Here, the code should either create an instance of the evaluation context per thread, or use set_num_threads(). Here’s a corrected version:

import threading
import nvidia.dali.experimental.dynamic as ndd

ndd.set_num_threads(4)

def worker():
    img = ndd.random.uniform(shape=(100, 100, 3), range=(0, 255), dtype=ndd.uint8)
    flipped = ndd.flip(img, horizontal=True)
    ...

threads = [threading.Thread(target=worker) for _ in range(4)]
for t in threads:
    t.start()
for t in threads:
    t.join()

Warning

set_num_threads() controls DALI’s internal thread pool. It is unrelated to Python-level multithreading.

Thread-local storage#

The context managers EvalMode, EvalContext, and Device all use thread-local stacks, allowing each thread to independently choose its eval mode, execution context, and device without affecting other threads.
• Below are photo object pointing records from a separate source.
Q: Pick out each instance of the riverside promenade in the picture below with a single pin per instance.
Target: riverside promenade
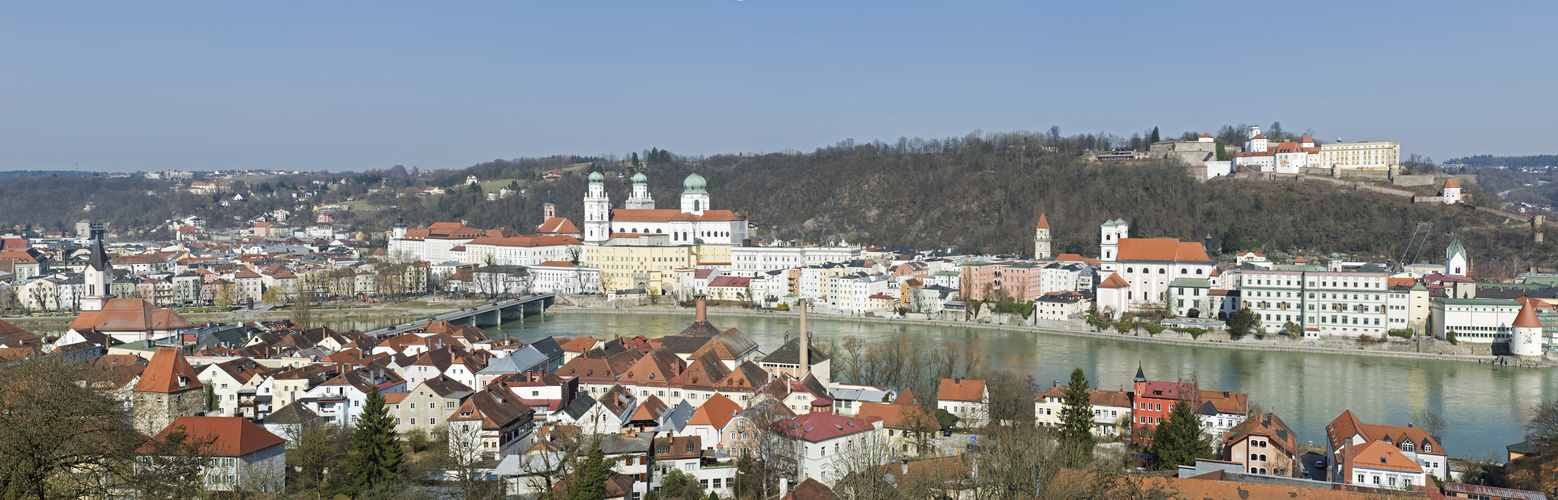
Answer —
(1170, 338)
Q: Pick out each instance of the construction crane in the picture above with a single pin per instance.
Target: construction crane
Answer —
(1426, 229)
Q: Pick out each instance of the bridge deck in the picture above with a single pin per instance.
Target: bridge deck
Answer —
(472, 315)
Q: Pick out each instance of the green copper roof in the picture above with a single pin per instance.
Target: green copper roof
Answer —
(695, 184)
(1452, 250)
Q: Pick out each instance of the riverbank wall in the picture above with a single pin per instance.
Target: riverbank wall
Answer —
(1432, 348)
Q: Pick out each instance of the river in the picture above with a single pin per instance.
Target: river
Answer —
(1487, 407)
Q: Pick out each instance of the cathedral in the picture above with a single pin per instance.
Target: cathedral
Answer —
(695, 223)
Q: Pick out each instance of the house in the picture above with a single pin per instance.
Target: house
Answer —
(686, 454)
(966, 399)
(630, 455)
(1220, 410)
(1350, 443)
(228, 379)
(1111, 410)
(1378, 464)
(427, 404)
(131, 320)
(243, 455)
(494, 422)
(823, 441)
(1147, 265)
(169, 388)
(907, 426)
(1153, 401)
(1264, 444)
(711, 418)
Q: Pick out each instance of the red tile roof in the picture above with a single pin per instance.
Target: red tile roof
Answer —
(169, 373)
(223, 436)
(530, 240)
(128, 315)
(1527, 318)
(715, 411)
(1161, 250)
(558, 225)
(664, 215)
(1114, 281)
(962, 390)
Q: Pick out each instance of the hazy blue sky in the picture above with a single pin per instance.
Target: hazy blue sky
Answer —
(444, 84)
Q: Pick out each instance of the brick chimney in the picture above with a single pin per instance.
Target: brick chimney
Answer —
(806, 341)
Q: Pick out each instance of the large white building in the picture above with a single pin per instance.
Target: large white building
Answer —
(519, 251)
(435, 243)
(1138, 271)
(1323, 302)
(750, 260)
(695, 223)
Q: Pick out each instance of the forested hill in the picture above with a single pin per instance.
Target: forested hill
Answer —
(980, 195)
(980, 198)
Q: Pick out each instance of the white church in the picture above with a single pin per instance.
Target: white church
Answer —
(695, 223)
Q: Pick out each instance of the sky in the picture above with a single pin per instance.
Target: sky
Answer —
(140, 86)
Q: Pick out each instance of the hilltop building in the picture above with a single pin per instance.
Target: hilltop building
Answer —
(695, 223)
(1138, 271)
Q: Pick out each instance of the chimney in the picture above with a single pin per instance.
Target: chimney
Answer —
(806, 341)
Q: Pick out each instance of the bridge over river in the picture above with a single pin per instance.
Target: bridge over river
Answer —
(485, 315)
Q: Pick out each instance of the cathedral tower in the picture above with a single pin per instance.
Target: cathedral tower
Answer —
(597, 211)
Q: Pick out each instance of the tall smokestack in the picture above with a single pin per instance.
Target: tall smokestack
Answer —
(806, 341)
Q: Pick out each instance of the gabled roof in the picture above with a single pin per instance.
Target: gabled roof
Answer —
(558, 225)
(715, 411)
(130, 315)
(1527, 316)
(169, 373)
(220, 436)
(493, 408)
(1161, 250)
(817, 427)
(790, 352)
(1114, 281)
(965, 390)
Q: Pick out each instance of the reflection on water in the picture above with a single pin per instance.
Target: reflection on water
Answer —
(1485, 405)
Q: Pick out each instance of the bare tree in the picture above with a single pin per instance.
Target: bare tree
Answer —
(61, 435)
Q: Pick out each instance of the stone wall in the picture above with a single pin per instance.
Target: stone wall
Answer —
(156, 410)
(1415, 179)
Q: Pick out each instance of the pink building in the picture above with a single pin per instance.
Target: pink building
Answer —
(1019, 279)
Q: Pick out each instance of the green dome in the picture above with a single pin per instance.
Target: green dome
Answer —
(695, 184)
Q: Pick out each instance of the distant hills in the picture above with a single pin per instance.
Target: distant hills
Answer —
(1505, 161)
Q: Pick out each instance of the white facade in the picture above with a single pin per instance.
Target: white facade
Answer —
(750, 260)
(1479, 321)
(1321, 302)
(566, 279)
(1360, 154)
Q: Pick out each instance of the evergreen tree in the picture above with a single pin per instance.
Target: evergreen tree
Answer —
(376, 452)
(589, 482)
(1077, 416)
(1180, 440)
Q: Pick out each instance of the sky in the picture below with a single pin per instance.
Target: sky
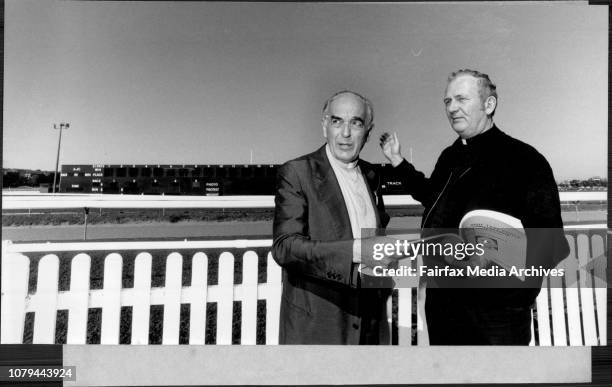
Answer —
(211, 83)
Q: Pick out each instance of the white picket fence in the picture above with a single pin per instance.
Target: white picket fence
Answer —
(569, 312)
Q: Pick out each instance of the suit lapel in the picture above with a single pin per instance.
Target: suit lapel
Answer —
(330, 195)
(371, 180)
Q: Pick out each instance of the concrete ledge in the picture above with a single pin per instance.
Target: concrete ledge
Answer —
(98, 365)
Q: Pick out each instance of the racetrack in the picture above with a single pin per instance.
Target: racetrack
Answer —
(242, 229)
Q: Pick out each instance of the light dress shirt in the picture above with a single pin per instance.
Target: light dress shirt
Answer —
(357, 199)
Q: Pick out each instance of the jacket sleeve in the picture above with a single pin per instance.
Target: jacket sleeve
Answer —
(292, 247)
(417, 185)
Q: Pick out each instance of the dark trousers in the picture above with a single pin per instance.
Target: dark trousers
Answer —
(452, 322)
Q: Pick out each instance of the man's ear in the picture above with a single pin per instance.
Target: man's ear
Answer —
(490, 104)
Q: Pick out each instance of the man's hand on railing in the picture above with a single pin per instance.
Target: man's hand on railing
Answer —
(370, 252)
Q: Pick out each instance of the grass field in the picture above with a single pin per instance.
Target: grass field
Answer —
(128, 216)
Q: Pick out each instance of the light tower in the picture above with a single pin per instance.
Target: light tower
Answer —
(60, 126)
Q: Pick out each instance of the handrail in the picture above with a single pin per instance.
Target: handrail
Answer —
(64, 201)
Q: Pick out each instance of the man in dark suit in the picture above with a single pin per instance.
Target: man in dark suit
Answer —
(484, 168)
(325, 202)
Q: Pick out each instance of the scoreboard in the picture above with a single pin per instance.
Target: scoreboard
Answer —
(193, 179)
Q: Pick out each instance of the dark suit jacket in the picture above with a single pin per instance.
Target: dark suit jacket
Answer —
(322, 300)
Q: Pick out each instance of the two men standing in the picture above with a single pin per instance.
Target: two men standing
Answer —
(326, 199)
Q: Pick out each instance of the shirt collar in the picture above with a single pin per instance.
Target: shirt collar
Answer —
(334, 161)
(483, 139)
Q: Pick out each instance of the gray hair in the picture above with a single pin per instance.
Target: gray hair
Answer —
(486, 88)
(366, 102)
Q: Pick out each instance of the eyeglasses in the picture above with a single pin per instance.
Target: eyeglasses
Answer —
(354, 123)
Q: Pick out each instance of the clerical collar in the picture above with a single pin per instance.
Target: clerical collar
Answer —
(337, 162)
(482, 138)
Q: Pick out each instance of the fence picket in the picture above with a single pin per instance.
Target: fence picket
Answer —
(15, 277)
(79, 291)
(199, 283)
(111, 304)
(570, 264)
(142, 305)
(586, 292)
(557, 306)
(225, 302)
(601, 294)
(46, 297)
(172, 299)
(404, 316)
(249, 298)
(274, 275)
(422, 333)
(543, 315)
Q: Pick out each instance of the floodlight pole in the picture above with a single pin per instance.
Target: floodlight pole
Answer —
(61, 126)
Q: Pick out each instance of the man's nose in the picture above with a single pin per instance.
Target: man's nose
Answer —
(346, 129)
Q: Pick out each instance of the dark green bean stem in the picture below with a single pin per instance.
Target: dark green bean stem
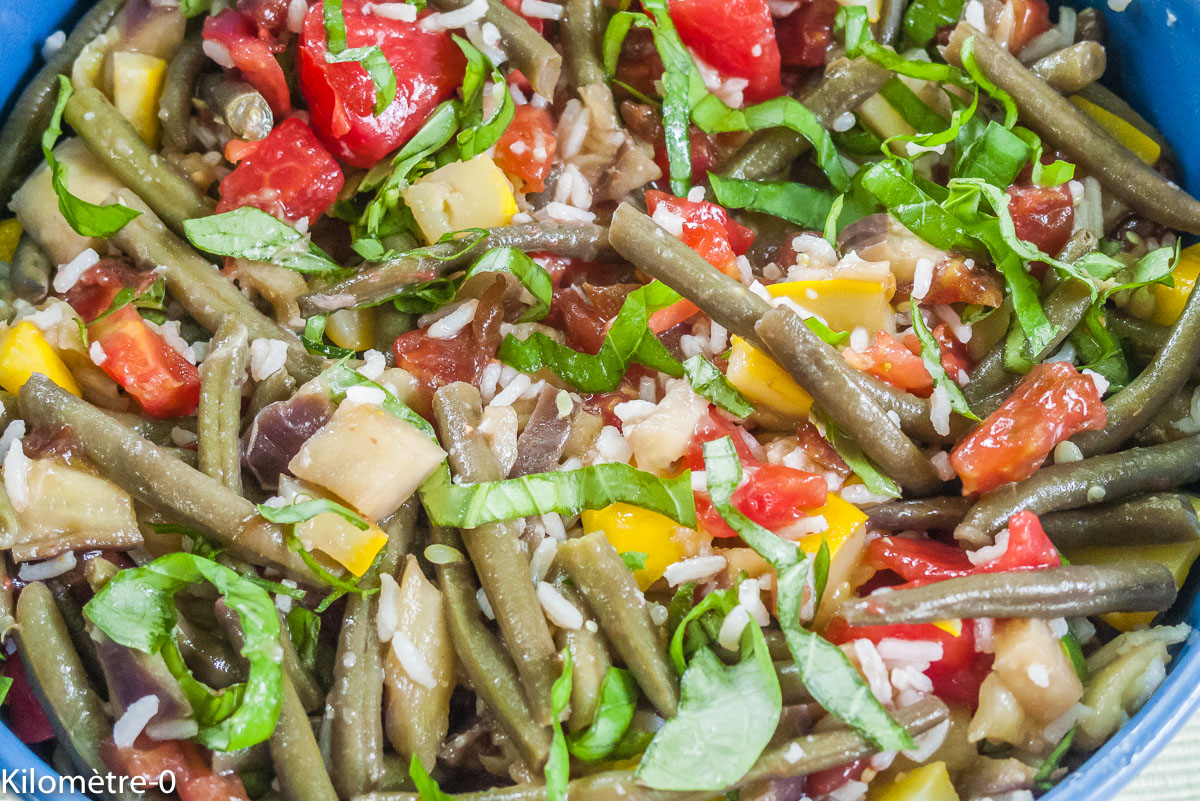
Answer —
(179, 89)
(496, 550)
(816, 752)
(1137, 404)
(486, 666)
(22, 133)
(618, 604)
(1072, 68)
(845, 85)
(375, 284)
(1074, 485)
(153, 475)
(1071, 131)
(202, 290)
(118, 146)
(1067, 591)
(30, 272)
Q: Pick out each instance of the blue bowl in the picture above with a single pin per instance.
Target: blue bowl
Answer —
(1152, 53)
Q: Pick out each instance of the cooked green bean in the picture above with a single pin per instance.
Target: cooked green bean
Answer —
(598, 571)
(486, 664)
(1067, 591)
(376, 284)
(178, 90)
(1133, 407)
(1073, 485)
(118, 146)
(792, 757)
(1071, 131)
(240, 106)
(30, 271)
(219, 415)
(496, 552)
(845, 85)
(22, 134)
(528, 52)
(1072, 68)
(153, 475)
(203, 291)
(820, 369)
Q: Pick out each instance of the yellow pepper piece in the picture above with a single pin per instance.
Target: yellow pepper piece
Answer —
(342, 541)
(765, 383)
(844, 303)
(10, 232)
(633, 529)
(1169, 300)
(137, 86)
(929, 782)
(1141, 145)
(24, 351)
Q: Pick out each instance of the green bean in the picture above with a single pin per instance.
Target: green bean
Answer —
(30, 270)
(22, 134)
(239, 104)
(485, 663)
(1071, 131)
(845, 85)
(219, 416)
(118, 146)
(821, 369)
(925, 515)
(1073, 485)
(1133, 407)
(789, 758)
(178, 90)
(203, 291)
(1072, 68)
(496, 550)
(613, 597)
(60, 681)
(157, 479)
(382, 282)
(1067, 591)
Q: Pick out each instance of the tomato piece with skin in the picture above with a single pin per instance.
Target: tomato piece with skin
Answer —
(1042, 215)
(232, 32)
(341, 97)
(155, 374)
(1051, 404)
(736, 37)
(289, 175)
(526, 149)
(805, 34)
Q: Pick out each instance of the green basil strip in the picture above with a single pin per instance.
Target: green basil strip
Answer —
(727, 716)
(825, 669)
(137, 610)
(615, 712)
(250, 233)
(85, 218)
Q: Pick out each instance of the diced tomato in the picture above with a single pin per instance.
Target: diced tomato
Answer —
(1031, 18)
(341, 97)
(252, 55)
(25, 715)
(526, 149)
(154, 373)
(1053, 403)
(289, 175)
(892, 362)
(1042, 215)
(736, 37)
(805, 34)
(96, 288)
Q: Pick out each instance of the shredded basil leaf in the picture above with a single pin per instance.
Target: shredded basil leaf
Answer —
(137, 610)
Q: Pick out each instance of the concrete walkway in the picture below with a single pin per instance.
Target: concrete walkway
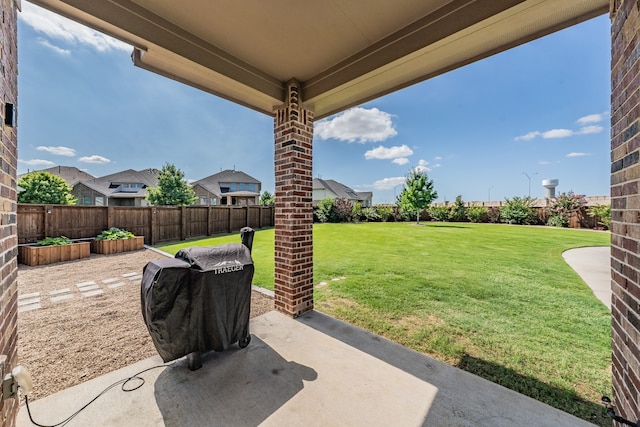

CUDA stream configuration can also be thread-local. The function set_current_stream() sets the stream for the calling thread only, while set_default_stream() is global. Technically, set_current_stream() sets the stream of the current thread’s default evaluation context but this is equivalent for most practical purposes.

import threading
import nvidia.dali.experimental.dynamic as ndd

def worker():
    with ndd.EvalMode.deferred:
        img = ndd.random.uniform(shape=(100, 100, 3), range=(0, 255), dtype=ndd.uint8)
        ...

# The main thread's EvalMode is unaffected by the worker thread
t = threading.Thread(target=worker)
t.start()
t.join()

Tip

When using EvalMode.deferred, be cautious about sharing tensors between threads. You might want to explicitly call evaluate() before sending data from a worker thread to the main thread.